Disability: People fear a bonfire of their hard-won rights

For many influential figures in the disability movement, staying in the EU is not just about protecting historical gains, won and strengthened in areas like anti-discrimination law and workplace rights, but also benefiting from future progress.

The Disability Discrimination Act, which was passed by the UK parliament in 1995, was extended by an EU directive adopted five years later that required small businesses to make “reasonable adjustments” in the workplace and it added new protections against disability-related harassment.

According to the TUC, that small business exemption, if still in place today, would mean around 15% of the workforce were not be covered by the act’s protections. Remain supporters argue that not only did EU membership enhance existing rights for disabled workers, it also guarantees those rights for as long as the UK is part of the EU, because the UK government cannot undercut the minimum standards set out in the directive. “The EU acts as a double-lock on our own law,” says independent disability rights expert, Neil Crowther.

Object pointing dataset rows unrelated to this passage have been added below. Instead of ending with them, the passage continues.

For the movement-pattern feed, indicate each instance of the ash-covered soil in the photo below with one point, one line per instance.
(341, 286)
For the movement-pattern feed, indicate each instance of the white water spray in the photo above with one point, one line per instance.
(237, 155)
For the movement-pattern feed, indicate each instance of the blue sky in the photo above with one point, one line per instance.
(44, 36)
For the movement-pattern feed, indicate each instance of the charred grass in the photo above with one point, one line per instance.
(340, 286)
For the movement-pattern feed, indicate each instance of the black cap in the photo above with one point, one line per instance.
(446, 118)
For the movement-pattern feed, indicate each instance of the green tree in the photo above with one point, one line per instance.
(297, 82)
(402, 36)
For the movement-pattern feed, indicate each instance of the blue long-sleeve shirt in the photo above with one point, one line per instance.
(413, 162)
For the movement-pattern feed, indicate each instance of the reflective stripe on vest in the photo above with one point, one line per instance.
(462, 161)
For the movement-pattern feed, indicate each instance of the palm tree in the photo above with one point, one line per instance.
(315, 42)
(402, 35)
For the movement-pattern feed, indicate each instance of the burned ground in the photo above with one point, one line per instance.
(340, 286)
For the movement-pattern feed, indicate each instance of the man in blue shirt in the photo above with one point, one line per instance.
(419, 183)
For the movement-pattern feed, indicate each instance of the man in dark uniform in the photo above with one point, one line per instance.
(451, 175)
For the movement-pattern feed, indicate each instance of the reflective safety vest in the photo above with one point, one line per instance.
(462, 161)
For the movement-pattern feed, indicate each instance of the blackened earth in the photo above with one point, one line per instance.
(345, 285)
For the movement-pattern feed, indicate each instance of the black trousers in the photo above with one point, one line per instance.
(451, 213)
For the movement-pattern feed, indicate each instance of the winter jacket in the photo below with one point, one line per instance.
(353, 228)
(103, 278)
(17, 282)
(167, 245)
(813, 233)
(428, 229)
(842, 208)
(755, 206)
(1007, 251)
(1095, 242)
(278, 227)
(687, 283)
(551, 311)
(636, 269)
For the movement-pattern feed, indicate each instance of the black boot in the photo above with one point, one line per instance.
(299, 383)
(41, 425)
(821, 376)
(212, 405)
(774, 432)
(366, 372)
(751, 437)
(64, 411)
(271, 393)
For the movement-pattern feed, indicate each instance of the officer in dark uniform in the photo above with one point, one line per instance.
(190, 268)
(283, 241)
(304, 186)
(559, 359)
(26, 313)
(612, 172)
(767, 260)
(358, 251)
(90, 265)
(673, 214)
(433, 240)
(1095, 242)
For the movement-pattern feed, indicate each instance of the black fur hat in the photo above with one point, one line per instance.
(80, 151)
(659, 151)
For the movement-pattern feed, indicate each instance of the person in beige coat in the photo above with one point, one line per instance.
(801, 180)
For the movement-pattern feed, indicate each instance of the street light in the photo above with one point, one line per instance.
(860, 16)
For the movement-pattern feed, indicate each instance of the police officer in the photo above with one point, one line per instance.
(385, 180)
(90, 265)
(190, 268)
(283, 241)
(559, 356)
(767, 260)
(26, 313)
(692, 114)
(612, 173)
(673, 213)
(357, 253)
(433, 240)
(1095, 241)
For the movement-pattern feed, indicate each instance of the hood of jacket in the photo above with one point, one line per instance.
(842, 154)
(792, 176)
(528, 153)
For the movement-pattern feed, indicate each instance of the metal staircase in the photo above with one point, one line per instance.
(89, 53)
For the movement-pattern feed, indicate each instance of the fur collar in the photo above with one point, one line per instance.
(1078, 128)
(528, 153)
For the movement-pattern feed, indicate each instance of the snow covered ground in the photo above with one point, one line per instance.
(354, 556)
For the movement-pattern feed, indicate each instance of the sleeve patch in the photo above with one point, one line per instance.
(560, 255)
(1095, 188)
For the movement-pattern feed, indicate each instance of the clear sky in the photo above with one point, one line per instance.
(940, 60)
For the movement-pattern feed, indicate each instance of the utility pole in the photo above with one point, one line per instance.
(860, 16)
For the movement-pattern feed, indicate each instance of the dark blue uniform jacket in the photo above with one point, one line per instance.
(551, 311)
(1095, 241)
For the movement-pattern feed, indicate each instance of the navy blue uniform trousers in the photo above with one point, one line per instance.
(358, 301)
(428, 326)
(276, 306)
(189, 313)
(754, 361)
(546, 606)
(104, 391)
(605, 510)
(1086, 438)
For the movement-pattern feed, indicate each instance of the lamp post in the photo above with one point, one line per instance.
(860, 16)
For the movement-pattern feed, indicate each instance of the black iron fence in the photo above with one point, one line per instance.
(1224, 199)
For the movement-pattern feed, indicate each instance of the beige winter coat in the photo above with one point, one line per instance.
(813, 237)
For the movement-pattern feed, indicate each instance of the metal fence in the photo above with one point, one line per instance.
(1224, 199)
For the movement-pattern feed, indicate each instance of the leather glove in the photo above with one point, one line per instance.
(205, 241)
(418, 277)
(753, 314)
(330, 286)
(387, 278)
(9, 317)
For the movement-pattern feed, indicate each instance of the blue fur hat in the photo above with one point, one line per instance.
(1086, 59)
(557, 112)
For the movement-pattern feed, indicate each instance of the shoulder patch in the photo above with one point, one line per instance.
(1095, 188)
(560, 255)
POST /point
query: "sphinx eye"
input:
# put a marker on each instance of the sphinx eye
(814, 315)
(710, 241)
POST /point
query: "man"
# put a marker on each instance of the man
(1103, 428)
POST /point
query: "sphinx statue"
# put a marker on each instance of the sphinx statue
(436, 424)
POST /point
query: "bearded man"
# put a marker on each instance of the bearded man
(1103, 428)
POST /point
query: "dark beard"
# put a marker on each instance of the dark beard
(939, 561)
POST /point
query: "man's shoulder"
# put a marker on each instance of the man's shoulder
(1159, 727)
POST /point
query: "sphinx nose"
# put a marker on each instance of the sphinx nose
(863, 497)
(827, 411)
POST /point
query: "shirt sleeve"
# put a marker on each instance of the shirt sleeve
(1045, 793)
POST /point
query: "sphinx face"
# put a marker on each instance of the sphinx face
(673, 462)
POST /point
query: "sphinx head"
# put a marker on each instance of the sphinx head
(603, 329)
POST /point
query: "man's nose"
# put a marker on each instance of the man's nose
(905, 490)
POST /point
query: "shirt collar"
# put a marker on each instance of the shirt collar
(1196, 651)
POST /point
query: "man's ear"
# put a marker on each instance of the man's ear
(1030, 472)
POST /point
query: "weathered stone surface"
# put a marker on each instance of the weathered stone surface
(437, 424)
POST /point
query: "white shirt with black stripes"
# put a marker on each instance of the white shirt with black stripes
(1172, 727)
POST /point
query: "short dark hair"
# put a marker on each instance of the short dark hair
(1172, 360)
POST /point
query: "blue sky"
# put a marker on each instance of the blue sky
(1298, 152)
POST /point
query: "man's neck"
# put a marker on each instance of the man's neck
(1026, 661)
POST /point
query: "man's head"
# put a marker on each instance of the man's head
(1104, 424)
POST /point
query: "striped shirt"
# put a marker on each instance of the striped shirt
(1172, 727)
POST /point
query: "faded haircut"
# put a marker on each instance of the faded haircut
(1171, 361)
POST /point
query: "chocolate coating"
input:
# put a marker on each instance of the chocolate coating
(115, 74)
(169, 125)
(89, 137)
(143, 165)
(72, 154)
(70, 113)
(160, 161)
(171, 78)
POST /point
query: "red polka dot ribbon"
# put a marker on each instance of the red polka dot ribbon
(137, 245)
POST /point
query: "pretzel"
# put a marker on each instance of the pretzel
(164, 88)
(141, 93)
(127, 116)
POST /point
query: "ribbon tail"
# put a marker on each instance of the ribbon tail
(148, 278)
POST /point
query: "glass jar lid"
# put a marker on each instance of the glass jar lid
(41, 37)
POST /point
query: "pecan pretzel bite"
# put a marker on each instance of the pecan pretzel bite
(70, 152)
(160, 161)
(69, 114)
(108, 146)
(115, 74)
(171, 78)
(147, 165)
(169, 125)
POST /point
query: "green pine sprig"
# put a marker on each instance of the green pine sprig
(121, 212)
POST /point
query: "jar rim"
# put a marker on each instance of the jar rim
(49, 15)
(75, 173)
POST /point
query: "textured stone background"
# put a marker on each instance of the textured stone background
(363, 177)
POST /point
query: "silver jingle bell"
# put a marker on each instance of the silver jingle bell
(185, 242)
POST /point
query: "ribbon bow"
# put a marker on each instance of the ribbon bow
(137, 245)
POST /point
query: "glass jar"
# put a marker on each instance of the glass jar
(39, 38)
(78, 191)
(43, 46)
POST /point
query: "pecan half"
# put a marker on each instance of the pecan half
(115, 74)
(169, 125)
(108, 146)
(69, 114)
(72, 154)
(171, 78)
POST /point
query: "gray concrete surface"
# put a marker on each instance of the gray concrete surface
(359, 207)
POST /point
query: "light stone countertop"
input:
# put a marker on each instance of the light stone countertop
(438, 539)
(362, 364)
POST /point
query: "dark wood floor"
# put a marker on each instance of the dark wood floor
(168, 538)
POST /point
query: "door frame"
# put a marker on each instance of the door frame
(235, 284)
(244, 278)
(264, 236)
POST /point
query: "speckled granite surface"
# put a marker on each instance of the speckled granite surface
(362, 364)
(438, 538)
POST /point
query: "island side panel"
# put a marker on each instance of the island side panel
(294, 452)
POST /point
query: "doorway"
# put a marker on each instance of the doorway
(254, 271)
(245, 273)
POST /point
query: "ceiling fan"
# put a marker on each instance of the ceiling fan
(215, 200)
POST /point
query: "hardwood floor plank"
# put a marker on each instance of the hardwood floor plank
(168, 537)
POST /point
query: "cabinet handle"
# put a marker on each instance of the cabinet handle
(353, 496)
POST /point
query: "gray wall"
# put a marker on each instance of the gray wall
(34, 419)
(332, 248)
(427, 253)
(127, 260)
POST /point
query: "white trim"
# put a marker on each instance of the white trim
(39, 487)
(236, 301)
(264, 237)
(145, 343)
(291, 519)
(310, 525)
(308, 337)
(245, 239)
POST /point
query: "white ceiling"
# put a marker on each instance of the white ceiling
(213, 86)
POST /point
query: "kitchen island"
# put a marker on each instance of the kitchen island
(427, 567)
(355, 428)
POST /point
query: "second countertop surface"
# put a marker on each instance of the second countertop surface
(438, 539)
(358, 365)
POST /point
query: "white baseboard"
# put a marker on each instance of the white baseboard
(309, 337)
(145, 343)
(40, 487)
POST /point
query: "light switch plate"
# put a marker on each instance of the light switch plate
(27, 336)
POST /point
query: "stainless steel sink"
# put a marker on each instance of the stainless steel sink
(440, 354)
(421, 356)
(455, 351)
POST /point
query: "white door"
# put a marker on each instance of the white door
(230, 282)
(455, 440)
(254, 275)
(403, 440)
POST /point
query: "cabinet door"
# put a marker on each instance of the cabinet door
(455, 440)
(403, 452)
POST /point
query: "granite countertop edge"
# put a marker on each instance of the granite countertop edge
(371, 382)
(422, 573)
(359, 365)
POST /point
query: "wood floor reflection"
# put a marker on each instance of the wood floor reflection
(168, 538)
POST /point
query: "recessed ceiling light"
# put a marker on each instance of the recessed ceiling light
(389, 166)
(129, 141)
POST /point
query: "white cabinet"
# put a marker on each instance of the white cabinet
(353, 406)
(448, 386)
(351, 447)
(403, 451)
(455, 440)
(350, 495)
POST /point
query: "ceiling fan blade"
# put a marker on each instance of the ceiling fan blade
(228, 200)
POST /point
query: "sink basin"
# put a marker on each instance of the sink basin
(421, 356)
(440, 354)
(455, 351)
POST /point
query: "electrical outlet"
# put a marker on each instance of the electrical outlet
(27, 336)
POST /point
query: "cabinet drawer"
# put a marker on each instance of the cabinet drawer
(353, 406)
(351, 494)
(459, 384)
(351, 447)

Other positive impacts of EU membership include the 2006 regulation that prohibits airlines from refusing reservations or boarding to disabled passengers because of reduced mobility and disability. It also requires that airports provide free assistance to disabled passengers on arrival.

A draft EU Accessibility Act would impose on EU states common access requirements on goods and services, from computers to banking services, transport, telephones and e-commerce. Supporters argue that these benefits would never be enacted by a post-Brexit UK government. Disability rights campaigner and crossbench peer, Jane Campbell, warned last week that a go-it-alone Britain would banish disabled people to the margins of British life once more.

What disability rights would look like outside the EU is necessarily speculative. If, as some assume, a post-Brexit government wants to leave the EU but remain in the European Economic Area, it may be required to abide by EU minimum standards on access requirements, for example. But it would have no say in the drawing up of those standards.

There are fears that a post-Brexit UK government would make “a bonfire” of many hard-won disability rights – which are often characterised by rightwing politicians as “red tape”. Some disability activists on the left argue, however, that the EU has promoted economic policies such as privatisation and austerity that have hit disabled people hardest.

The EU, however, has had no jurisdiction over the UK government’s welfare reform agenda. So cuts to a range of benefits for hundreds of thousands of disabled people such as the Independent Living Fund, disability living allowance – as people transfer to personal independence payment – and employment and support allowance and increased conditionality to receive benefits will not be affected by the referendum result.

Many older campaigners who have fought in the equality battles of the past few decades, are pro-Remain. As John Evans, one of the founders of the UK independent living movement, told a Westminster seminar last week: “We want to protect Europe’s very significant achievements for disabled people, and prevent others from being taken away from us, and provide a platform for the further improvements for our future.”